With evolving and emerging cyber threats, setting aside enough budget for cyber security initiatives is increasingly important. Recent standards indicate that many firms set aside about ten percent of the total IT budget for cybersecurity.
But, is a percentage of IT budget enough for protecting all your IT environment and investing in security training and awareness, new security solutions, network essentials, perimeter and next-gen data loss prevention, as well as regulatory and compliance adherence? In modern organizations, ten percent may just be a starting point.
Have you considered these three approaches for setting your cyber security budget in the year ahead?
Reactive vs. Proactive Approach to Cyber Security Budgeting
Creating a cyber security budget must be a business priority for years ahead. However, for many organizations, it’s still something that’s reactive. A hacker penetrates the network, and suddenly you need a new firewall, IDS/IPS, anti-virus, and a whole host of other prevention products to put an end to an onslaught of attacks. In a previous blog post, our US Security Director highlighted how many organizations are focused on preventative measures. But, this misses the other critical areas of information security, detection, and response. Most corporate networks can and will be hacked at some point; hackers only need to execute one successful attack to make their way into your data and network. It only makes sense to have a better approach to cyber security budgeting.

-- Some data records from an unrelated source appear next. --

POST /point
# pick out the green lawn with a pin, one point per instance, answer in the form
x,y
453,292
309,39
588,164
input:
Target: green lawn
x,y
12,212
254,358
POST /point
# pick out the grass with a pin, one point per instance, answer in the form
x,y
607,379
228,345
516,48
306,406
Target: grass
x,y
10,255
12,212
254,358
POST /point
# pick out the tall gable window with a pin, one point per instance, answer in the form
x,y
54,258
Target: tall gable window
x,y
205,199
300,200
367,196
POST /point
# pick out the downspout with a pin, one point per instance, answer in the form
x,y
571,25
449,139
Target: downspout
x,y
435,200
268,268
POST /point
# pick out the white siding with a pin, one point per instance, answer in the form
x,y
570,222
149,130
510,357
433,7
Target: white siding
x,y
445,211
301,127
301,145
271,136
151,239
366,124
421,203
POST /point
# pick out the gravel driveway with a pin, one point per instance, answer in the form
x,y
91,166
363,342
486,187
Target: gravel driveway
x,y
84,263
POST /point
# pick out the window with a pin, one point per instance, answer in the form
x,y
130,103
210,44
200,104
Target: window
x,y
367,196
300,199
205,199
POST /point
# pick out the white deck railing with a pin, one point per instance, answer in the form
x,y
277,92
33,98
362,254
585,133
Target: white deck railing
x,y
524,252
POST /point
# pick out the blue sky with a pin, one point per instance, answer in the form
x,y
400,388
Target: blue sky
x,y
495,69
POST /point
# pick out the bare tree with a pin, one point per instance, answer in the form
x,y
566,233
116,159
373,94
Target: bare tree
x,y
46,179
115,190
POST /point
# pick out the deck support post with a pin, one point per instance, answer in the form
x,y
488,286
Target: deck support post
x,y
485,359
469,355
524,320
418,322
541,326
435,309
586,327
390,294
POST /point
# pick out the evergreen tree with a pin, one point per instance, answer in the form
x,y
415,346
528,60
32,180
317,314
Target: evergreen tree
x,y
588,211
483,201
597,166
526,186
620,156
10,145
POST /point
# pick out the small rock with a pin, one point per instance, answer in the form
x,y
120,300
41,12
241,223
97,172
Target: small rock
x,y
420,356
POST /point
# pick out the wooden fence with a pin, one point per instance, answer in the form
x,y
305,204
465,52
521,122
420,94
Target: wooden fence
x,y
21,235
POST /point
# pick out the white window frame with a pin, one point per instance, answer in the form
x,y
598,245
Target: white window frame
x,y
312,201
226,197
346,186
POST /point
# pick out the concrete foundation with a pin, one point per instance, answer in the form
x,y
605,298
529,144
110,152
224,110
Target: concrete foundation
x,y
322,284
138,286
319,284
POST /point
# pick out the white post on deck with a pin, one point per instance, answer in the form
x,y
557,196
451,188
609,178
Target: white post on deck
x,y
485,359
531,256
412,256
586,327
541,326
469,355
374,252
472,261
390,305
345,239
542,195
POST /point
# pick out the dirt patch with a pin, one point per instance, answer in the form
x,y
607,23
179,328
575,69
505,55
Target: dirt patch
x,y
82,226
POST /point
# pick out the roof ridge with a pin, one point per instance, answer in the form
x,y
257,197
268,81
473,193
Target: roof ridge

An ad-hoc or reactive approach to information security budget-setting may work for some, but cash-sensitive organizations could risk never getting critical security projects approved. Also, most cybersecurity budgets focus on preventing data breaches and keeping cybercriminals out. So, it only makes sense to move away from a reactive budget setting approach to a proactive budget for information security.
A proactive approach to cyber security budgets means understanding the mindset of a cybercriminal and then building a strategy around that approach. Your security team must become experts in finding opportunities to penetrate your corporate network and then take measures to fix it. If you don’t have in-house experts, then you may need to consider annual risk and vulnerability assessments as well as more regular penetration testing and Red Team/Blue Team exercises.
Benchmark Approach to Cyber Security Budgeting
How’s your company doing regarding cybersecurity prevention, detection, and response? It might be difficult to answer this question. If it is difficult to answer that question, then you might consider a benchmarked approach to setting your cyber security budgets and investments.
A benchmark approach looks at how you’re operating and compares it to your peers, a framework, a comprehensive study, or a group of interviewed organizations. When an organization can observe the best practices of other security teams (organizational structure, level of investment in security, KPIs, etc.), the organization can quantify its results and prepare a standard cybersecurity budget that begins to improve on weaknesses and strengthen opportunities.
Risk-Based Approach to Cyber Security Budgeting
If you start with a risk-based approach to setting your budget, you begin to share with your Leadership Team the categories of risk for each area in your information security portfolio. A risk-based approach is often considered a budgeting method for mature security organizations because they can categorize risks across several domains and budget based on the cost to mitigate cyber risks. CIPHER uses a framework similar to the NIST Cybersecurity Framework where five domains represent the information security lifecycle.
This approach is like the benchmark approach but takes it a step further by categorizing your security lifecycle areas by varying degrees of risk. This enables your organization to prioritize investment in areas that will make a noticeable improvement to your security operations. We also associate a risk-based approach against five levels of maturity within the security operations. (Noted in the Figure below)
Once your leadership recognizes security risks and the cost to the business, you will be in a much better position to obtain investment for your cyber security initiatives.